Richard Chalk est le boss du label Topcat. Une écurie établie à Dallas très exactement, qui nous propose une nouvelle aventure du Lone Star State, c’est-à-dire un concentré d’artistes et de groupes qui se nourrissent aux savoureuses guitares texanes. Pour concocter ce « Cliffhanger Project », il s'est tourné vers une bourgade proche de Dallas, sise au sud de la rivière Trinity, en l’occurrence la riche communauté musicale d’Oak Cliff. C'est d'ailleurs de cette cité que sont originaires Ray Wylie Hubbard, Jimmie et Stevie Ray Vaughan. Mais pour la circonstance, il a choisi des gratteurs locaux, dont la plupart sont d’illustres inconnus. Ils se partagent les treize plages.
Rocky Athas est certainement le moins méconnu. Il est, en effet, sixcordiste chez le Blues Breakers de John Mayall. Cet ancien compagnon de classe de Stevie Ray a également longtemps milité au sein de Black Oak Arkansas. Il participe à quatre plages de ce recueil. Et tout d’abord "Texas girl", une ouverture saignante caractérisée par la guitare, dont il torture et écrase les sonorités à l’aide de ses pédales, dans un style proche de Vaughan. Et c’est son pote, Larry Samford, qui se charge des vocaux. La même équipe est reconduite pour attaquer "I'm tired", probablement la meilleure compo de Chris Youlden, personnage longiligne qui était préposé au chant, chez le Savoy Brown de la grande époque. Le travail de Rocky sur les cordes est grandiose. Ensuite, lors de la plage instrumentale, "Another day, another time". Enfin, Athas et Jimmy Wallace se partagent les cordes lors d’un autre instru, dont le titre correspond parfaitement au projet : "Oak Cliff Guitar Boogie".

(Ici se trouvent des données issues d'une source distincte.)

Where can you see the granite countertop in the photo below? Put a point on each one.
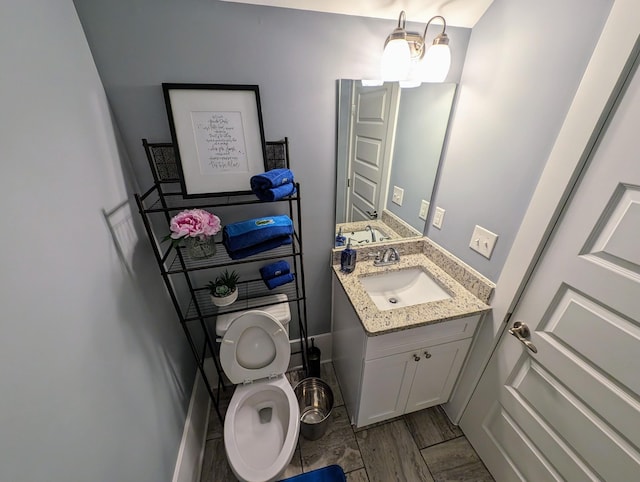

A l’instar de Jerry Don Branch et Robert Ware, Wallace a sévi chez les Stratoblasters. Ils sont ici réunis pour la reprise de "The score", écrit par un certain Willie Dixon. Un excellent slow blues, chargé d'intensité dramatique. Un pur Texas blues au cours duquel les deux guitares s’emballent littéralement. Assez proche de celle de Billy Gibbons du ZZ Top, la voix de Branch est également percutante. La même équipe participe à la finale, en l’occurrence une merveilleuse reprise du "People get ready" de Curtis Mayfield. Les Stratoblasters, c'était le backing band de Bugs Henderson, un des grands gratteurs de Dallas. Et Bugs avait autorisé Wallace de reprendre le patronyme. Jimmy est aussi le patron du Dallas International Guitar Festival. A l'affiche de l’édition 2010, figuraient notamment Mike Morgan, Smokin' Joe Kubek, Buddy Whittington, Bugs Henderson, Denny Freeman, Rick Derringer, Neal Schon et Ted Nugent (NDR : ouf !)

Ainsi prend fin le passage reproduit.